BLUE BOX, written and performed by Carmen Aguirre, deals with two aspects of her life, both concerned with passion of different kinds. There is her passion as a youthful revolutionary in the Chile of Pinochet and there’s her romantic passion for a Hollywood movie star when in her early thirties. The structure of what is essentially a monologue is problematic. It shifts abruptly and constantly in time and place with no apparent reason or connection, making it difficult to follow.
Miss Aguirre takes a direct approach to the audience that might better be called “in your face.” This could be effective in a smaller space but doesn’t work past the first couple of rows at GCTC. I was in the fifth row and felt distanced from both the material and the performer. With so much of the first part played within a foot of the audience, the rest of the large playing space loomed as a dark empty cavern. Only later when a panel dropped upstage and Miss Aguirre made use of the stool stage center did Itai Erdal’s set look something like a set.
In her program notes Miss Aguirre refers to “unconditional love . . . the romantic and the revolutionary." The passion of the young revolutionary is clear and understandable. However the depiction of romantic love seems to be primarily about lust and contains a gratuitous amount of sexually graphic language.
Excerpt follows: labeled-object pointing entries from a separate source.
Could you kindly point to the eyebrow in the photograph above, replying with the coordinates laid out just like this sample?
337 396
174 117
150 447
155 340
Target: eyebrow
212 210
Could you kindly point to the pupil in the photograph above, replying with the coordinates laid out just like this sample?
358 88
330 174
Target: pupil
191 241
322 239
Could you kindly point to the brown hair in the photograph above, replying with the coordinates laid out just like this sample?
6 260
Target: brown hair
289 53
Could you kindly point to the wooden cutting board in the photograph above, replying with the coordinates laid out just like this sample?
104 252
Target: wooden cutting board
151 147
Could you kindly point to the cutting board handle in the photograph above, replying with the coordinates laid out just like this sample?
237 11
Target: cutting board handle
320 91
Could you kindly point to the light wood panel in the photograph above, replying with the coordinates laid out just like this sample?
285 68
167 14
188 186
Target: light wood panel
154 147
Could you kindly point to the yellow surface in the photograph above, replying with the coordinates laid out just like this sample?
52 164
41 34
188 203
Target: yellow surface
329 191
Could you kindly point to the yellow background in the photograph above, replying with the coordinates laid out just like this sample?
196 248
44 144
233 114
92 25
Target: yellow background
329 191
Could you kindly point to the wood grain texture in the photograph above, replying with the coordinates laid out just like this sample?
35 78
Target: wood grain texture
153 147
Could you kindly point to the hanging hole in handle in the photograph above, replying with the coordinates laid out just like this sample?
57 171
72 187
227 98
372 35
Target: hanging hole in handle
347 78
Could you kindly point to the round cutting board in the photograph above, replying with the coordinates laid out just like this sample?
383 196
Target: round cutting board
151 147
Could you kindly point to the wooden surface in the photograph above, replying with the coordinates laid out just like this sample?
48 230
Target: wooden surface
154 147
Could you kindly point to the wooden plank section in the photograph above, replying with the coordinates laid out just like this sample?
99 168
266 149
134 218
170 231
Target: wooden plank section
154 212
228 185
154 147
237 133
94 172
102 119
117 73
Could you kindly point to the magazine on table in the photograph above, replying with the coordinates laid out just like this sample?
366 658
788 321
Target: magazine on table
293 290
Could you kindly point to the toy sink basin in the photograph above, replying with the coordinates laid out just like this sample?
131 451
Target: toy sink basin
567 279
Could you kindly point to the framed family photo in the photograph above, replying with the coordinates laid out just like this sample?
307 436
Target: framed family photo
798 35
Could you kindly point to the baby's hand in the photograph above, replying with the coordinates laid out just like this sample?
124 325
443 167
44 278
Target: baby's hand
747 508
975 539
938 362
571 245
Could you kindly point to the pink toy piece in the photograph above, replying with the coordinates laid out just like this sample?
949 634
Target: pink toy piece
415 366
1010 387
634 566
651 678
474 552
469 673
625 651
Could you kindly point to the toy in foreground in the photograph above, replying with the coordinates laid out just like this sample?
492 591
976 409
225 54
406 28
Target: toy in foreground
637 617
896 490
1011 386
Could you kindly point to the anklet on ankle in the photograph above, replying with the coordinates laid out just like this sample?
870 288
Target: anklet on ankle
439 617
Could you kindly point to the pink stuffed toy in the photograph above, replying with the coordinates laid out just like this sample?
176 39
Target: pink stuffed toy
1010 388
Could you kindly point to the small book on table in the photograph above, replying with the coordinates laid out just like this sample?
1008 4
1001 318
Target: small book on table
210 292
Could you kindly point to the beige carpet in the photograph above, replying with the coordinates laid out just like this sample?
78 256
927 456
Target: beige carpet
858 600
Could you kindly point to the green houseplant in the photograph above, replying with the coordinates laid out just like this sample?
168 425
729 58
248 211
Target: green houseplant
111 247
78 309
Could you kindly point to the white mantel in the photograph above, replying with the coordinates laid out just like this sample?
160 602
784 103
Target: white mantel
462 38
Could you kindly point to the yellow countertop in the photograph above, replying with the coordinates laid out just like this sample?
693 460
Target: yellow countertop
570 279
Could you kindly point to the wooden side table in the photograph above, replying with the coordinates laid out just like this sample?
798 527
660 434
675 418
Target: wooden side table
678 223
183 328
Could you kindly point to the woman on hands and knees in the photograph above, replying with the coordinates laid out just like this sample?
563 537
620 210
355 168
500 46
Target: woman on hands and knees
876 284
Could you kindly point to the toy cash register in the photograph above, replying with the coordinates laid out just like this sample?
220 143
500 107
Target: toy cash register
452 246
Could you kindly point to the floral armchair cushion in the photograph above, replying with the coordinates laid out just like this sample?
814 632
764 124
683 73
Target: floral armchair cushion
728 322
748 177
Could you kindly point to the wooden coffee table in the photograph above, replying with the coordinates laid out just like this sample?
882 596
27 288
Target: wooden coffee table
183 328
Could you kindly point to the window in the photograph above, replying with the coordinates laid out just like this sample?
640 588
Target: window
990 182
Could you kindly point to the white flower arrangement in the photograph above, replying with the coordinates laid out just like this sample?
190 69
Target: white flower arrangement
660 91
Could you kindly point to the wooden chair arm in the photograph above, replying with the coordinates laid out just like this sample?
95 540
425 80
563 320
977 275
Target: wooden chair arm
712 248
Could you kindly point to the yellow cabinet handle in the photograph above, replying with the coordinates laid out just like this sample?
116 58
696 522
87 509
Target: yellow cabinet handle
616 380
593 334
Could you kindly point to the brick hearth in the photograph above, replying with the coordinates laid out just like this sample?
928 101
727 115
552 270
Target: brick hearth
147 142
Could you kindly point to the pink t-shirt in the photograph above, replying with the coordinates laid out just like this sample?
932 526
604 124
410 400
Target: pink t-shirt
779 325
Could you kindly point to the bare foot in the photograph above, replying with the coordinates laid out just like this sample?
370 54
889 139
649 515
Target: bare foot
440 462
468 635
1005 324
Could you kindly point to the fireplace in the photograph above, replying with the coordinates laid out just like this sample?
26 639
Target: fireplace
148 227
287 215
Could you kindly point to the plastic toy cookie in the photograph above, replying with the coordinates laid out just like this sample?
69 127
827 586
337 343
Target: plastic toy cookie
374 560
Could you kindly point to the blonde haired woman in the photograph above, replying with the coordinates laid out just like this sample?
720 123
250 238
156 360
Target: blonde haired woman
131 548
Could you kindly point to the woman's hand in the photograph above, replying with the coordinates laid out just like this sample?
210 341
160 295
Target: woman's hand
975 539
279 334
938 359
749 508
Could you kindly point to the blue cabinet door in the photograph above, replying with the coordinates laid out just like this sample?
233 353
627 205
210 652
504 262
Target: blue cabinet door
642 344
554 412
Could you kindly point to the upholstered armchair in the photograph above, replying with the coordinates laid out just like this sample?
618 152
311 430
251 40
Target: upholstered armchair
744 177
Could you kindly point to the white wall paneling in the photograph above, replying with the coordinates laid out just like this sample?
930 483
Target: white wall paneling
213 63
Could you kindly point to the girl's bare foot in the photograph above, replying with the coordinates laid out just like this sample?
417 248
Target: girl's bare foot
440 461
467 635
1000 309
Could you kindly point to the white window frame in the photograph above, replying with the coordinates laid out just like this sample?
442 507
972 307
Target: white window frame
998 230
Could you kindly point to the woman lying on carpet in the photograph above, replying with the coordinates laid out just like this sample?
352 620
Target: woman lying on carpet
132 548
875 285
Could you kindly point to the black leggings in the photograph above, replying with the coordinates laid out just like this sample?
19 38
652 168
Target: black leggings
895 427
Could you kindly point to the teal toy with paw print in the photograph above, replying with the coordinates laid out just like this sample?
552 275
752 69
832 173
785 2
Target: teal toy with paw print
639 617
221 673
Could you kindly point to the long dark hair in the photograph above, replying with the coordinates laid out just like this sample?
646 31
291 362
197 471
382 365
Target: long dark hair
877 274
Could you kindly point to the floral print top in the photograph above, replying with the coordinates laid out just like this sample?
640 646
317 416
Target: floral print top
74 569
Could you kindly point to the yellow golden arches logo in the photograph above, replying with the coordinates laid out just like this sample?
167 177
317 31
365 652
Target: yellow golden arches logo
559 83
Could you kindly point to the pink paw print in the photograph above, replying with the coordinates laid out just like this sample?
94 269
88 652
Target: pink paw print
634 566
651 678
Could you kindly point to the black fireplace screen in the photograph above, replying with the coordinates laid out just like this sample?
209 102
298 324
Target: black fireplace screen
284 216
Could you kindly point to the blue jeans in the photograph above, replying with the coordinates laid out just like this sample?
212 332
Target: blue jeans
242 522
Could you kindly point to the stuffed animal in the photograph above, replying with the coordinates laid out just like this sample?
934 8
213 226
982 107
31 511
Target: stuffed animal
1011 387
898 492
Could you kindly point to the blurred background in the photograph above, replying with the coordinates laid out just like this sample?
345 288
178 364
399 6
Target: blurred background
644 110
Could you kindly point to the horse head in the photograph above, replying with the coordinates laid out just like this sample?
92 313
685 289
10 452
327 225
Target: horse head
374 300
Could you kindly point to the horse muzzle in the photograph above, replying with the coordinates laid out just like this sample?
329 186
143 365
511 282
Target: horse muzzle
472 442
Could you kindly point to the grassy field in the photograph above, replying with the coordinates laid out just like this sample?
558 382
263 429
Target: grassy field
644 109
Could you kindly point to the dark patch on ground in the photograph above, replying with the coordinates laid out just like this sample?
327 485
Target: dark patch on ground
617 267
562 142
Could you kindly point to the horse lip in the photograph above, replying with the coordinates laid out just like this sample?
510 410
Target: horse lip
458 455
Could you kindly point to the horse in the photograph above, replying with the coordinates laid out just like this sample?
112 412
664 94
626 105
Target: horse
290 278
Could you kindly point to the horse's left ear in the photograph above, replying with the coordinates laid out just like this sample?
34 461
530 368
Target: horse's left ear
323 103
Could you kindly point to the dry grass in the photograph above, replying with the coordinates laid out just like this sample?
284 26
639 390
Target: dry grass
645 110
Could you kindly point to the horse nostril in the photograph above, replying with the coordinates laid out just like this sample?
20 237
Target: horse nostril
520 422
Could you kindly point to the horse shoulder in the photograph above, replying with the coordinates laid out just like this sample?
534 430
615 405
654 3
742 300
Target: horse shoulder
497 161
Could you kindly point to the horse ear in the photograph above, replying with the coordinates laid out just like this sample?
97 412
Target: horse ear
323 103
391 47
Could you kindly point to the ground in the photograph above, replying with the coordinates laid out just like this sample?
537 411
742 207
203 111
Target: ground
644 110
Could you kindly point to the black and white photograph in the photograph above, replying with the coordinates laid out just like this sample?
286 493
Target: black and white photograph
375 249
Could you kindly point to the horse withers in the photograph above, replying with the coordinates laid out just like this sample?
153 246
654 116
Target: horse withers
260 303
The section about working for a phone sex company is entertaining but hardly equates with romantic passion – not even the tale of young Billy from Kentucky.
I’m generally an admirer of Brian Quirt’s direction, particularly his work with Pierre Brault. However in the case of BLUE BOX the disjointed narrative, staging and dramatic focus don’t come together into a satisfactory whole.
It’s clear that Carmen Aguirre has led an unusual and interesting life. I intend to read her book, “Something Fierce: Memoirs of a Revolutionary Daughter.” But BLUE BOX doesn’t accomplish what for me is the essence of good theatre – to make the audience feel as well as think. It shoved me away rather than drawing me in.
On a scale of one to five the Nightswimming/Great Canadian Theatre Company production of BLUE BOX gets two and a half solar panels. For North Country Public Radio I’m Connie Meng.